Advertiser Staff and News Services

Gannett News Service
Let us ponder the Christmas cookie. Could it very well be the perfect gift? Who can resist it? Add a glass of cold milk, and it is nirvana for the shopping-mall-weary soul.

Baking them gives joy, too. May your home be filled with the sweet scents of sugar and flour and everything nice. Here are a couple of recipes:

Cutout Cookies

This dough is soft but easy to work with.

  • 2 1/2 cups all-purpose flour
  • 1 cup sugar
  • 1 cup butter, softened
  • 1 egg
  • 1 teaspoon baking powder
  • 2 tablespoons cream or sour cream
  • 1 tablespoon vanilla
  • Decorations, including colored sugars, cinnamon candy, etc.

In a large mixing bowl, combine all ingredients except decorations. Beat on low speed, scraping the sides of the bowl often, until the dough is mixed well. Divide dough in half, smash each half into the shape of a disk no thicker than one inch, wrap in plastic and chill at least two hours.

Heat oven to 400 degrees. On a lightly floured surface, roll one of the dough pieces to one-fourth-inch thickness.

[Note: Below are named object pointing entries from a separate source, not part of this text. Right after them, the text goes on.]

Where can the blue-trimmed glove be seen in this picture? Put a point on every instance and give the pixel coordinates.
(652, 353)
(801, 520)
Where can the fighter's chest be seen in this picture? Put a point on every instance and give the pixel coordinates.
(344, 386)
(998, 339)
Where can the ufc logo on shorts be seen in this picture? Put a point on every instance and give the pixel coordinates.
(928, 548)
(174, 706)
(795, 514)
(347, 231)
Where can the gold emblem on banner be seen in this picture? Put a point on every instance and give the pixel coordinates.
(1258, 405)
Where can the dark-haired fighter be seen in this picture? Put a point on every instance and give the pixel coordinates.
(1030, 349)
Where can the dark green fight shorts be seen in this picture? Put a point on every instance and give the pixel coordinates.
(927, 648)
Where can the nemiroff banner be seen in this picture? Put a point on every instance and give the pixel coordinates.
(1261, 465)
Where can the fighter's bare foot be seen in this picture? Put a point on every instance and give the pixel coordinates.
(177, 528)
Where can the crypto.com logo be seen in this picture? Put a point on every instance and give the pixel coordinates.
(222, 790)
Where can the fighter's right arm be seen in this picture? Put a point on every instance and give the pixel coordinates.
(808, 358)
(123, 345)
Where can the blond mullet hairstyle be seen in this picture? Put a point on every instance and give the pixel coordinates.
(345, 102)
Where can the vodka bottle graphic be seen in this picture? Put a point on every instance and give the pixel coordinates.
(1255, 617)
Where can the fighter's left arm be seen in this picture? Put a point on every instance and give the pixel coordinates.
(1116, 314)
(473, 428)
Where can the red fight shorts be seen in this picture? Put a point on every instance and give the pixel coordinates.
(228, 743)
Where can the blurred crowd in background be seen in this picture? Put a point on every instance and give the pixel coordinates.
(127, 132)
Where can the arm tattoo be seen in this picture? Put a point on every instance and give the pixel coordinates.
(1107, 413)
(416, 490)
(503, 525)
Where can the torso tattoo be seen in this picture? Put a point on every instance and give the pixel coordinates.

Cut with cookie cutters. Place one inch apart on cookie sheets and decorate with colored sugar, cinnamon candy or other edible decorations if desired. Bake six minutes, or until edges are very light brown. Cool on racks.

Makes about four dozen cookies.

If you want to frost the cookies: Combine four cups powdered sugar with one-half cup butter, two teaspoons of vanilla and three or four tablespoons of milk. Beat until smooth. Divide among bowls and add colors, if you prefer.

Ginger Snaps

Elinor Klivans has written many user-friendly dessert cookbooks. This recipe comes from her "125 Cookies to Bake, Nibble and Savor" (Bantam, 1998). She recommends measuring the oil in a measuring cup, then measuring the molasses in the same cup; that way the molasses pours right out. Try doubling the amount of ginger listed in the recipe.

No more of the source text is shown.